Kardu Kardu - 1 year ago 54
Python Question

pyspark add new column field with the data frame row number

Hy, I'm trying build a recommendation system with Spark

I have a data frame with users email and movie rating.

df = pd.DataFrame(np.array([["aa@gmail.com",2,3],["aa@gmail.com",5,5],["bb@gmail.com",8,2],["cc@gmail.com",9,3]]), columns=['user','movie','rating'])

sparkdf = sqlContext.createDataFrame(df, samplingRatio=0.1)

user movie rating
aa@gmail.com 2 3
aa@gmail.com 5 5
bb@gmail.com 8 2
cc@gmail.com 9 3

My first doubt it is, pySpark MLlib doesn't accept emails I'm correct? Because this I need to change the email by a Primary key.

My approach was create a temporary table, select distinct user and now I want add a new column with a row number (and this number will be the primary key for each user.
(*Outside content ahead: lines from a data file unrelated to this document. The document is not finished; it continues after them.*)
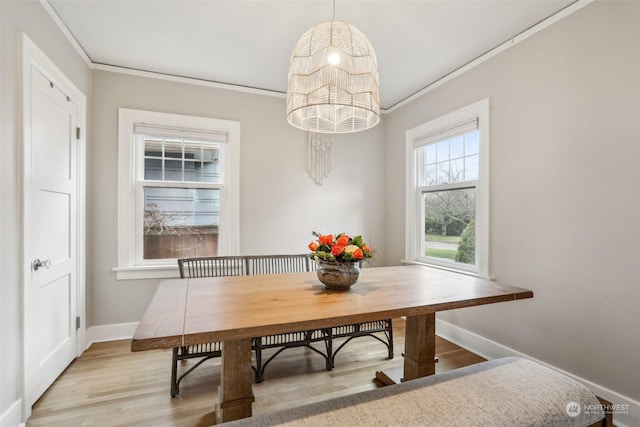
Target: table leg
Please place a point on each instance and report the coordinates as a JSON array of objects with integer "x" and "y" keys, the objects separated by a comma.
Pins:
[
  {"x": 235, "y": 392},
  {"x": 419, "y": 351},
  {"x": 420, "y": 346}
]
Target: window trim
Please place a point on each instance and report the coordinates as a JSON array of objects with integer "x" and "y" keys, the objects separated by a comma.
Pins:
[
  {"x": 128, "y": 224},
  {"x": 415, "y": 138}
]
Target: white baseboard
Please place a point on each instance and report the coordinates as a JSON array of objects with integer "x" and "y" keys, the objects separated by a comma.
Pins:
[
  {"x": 629, "y": 416},
  {"x": 12, "y": 417},
  {"x": 102, "y": 333}
]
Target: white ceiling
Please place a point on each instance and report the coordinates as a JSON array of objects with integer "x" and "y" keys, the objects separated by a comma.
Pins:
[{"x": 249, "y": 43}]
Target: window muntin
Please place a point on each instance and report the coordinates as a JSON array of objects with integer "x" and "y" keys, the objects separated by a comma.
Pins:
[
  {"x": 178, "y": 191},
  {"x": 447, "y": 192},
  {"x": 178, "y": 221}
]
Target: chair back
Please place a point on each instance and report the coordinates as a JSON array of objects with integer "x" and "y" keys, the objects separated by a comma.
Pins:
[
  {"x": 212, "y": 266},
  {"x": 277, "y": 264}
]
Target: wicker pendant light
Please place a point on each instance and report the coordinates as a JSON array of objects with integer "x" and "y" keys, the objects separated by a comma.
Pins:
[{"x": 333, "y": 81}]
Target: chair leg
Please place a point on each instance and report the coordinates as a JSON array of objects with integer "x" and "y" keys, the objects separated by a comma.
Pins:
[
  {"x": 174, "y": 373},
  {"x": 390, "y": 336}
]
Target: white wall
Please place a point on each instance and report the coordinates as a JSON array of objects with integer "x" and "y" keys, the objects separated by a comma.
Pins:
[
  {"x": 27, "y": 16},
  {"x": 565, "y": 192},
  {"x": 280, "y": 205}
]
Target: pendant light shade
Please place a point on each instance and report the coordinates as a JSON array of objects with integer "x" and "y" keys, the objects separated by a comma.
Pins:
[{"x": 333, "y": 81}]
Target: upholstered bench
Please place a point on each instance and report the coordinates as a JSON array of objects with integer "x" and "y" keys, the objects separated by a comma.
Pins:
[{"x": 507, "y": 392}]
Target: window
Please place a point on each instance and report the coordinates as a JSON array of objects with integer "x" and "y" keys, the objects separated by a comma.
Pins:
[
  {"x": 447, "y": 191},
  {"x": 177, "y": 191}
]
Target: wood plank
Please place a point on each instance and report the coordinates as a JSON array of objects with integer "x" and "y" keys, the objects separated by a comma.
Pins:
[
  {"x": 419, "y": 349},
  {"x": 163, "y": 322},
  {"x": 235, "y": 392},
  {"x": 243, "y": 307}
]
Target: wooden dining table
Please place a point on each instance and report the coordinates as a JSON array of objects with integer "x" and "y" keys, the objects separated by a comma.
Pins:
[{"x": 234, "y": 309}]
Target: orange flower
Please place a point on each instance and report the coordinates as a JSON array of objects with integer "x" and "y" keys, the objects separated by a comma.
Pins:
[
  {"x": 343, "y": 240},
  {"x": 337, "y": 250},
  {"x": 327, "y": 239}
]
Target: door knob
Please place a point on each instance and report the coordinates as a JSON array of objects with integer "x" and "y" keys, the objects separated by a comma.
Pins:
[{"x": 37, "y": 264}]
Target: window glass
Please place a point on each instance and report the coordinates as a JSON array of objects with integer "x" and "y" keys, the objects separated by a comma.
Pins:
[
  {"x": 180, "y": 222},
  {"x": 449, "y": 223}
]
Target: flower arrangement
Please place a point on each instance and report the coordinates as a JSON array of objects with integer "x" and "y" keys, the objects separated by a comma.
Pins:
[{"x": 340, "y": 248}]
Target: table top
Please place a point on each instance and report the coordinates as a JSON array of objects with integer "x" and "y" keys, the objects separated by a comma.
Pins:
[{"x": 193, "y": 311}]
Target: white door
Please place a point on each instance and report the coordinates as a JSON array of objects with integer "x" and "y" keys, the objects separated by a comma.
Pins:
[{"x": 51, "y": 198}]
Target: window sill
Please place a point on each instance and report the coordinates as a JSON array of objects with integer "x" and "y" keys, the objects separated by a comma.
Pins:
[{"x": 147, "y": 272}]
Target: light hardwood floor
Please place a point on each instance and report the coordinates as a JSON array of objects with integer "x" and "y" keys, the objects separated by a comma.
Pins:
[{"x": 109, "y": 385}]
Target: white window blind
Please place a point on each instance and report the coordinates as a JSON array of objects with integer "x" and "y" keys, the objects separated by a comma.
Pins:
[
  {"x": 179, "y": 133},
  {"x": 450, "y": 132}
]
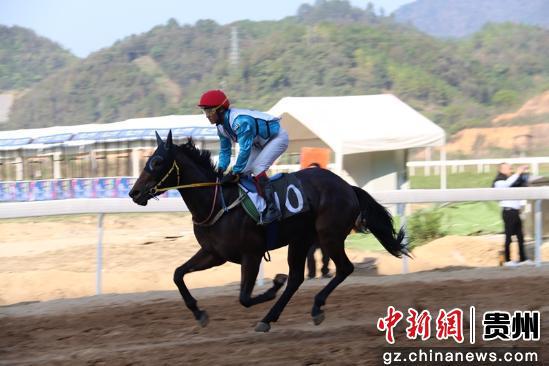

DistinctUsers = sqlContext.sql("Select distinct user FROM sparkdf")

What I have

| user|

What I want

| user| PK
|bb@gmail.com| 1
|aa@gmail.com| 2
|cc@gmail.com| 3

Next I will do a join and obtain my final data frame to use in MLlib

user movie rating
1 2 3
1 5 5
2 8 2
3 9 3

and thanks for your time.


Primary keys with Apache Spark practically answers your question but in this particular case using StringIndexer could be a better choice:

from pyspark.ml.feature import StringIndexer

indexer = StringIndexer(inputCol="user", outputCol="user_id")
indexed = indexer.fit(sparkdf ).transform(sparkdf)